Although the lake shrinks in scale during the dry months, the monsoon rains cause it to fill and spill over onto the surrounding flood plains, engulfing the forests. This gives way to a thriving underwater wildlife, which is the mainstay of the local economy.

Clusters of villages lean on staggered stilts over the water, and are home to many Chan and ethnic Vietnamese communities. Travelers wishing to explore the villages should venture further upstream away from the tourist-affected waters.

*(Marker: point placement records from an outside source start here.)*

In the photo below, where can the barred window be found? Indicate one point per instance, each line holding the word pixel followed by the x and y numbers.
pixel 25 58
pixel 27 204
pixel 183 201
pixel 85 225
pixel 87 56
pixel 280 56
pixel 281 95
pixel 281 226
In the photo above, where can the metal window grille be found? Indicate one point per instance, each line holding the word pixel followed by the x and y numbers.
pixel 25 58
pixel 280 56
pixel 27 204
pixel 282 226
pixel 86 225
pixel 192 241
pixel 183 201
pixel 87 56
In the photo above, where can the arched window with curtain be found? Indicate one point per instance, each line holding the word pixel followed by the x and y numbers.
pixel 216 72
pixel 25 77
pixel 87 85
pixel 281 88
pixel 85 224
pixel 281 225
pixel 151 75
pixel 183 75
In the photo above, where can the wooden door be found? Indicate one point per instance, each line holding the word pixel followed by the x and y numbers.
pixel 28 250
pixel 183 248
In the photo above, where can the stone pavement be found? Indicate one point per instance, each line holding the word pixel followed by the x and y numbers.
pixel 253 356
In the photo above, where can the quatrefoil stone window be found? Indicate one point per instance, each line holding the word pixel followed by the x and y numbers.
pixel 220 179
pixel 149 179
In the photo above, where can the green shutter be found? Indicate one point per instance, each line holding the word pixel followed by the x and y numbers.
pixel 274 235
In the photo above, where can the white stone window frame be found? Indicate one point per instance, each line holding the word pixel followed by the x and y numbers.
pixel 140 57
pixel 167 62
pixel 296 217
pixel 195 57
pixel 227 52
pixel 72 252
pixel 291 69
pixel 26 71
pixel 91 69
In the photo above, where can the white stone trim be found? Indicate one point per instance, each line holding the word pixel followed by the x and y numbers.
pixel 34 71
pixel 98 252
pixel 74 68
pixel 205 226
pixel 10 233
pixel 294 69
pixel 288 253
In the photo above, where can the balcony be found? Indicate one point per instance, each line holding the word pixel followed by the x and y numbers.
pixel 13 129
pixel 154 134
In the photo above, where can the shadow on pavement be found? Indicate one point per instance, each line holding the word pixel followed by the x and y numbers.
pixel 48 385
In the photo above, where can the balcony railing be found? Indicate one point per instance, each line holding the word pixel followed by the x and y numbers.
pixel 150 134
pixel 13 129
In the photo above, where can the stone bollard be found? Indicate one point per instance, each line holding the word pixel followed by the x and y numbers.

Around two million people live in the area, earning their income from fishing. Their lives revolve around the lake, and depending on the season they sometimes have to up-sticks and move to a better spot. Moving house is usually only a matter of getting towed further upstream; this seemingly stress-free event may take place twice a year according to water levels.

In brief

What is it? A lake which is home to many floating and stilted fishing villages.

Opening hours: 06:00 to 18:00, daily.

Entrance fees: charges vary according to tour operators. A half-day tour usually costs US$30.


Where: outside Siem Reap.

How to get there: from Siem Reap, visitors should book a tour from a travel operator. From Phnom Penh, travelers can take a cruise boat along the lake to Siem Reap (5 hours).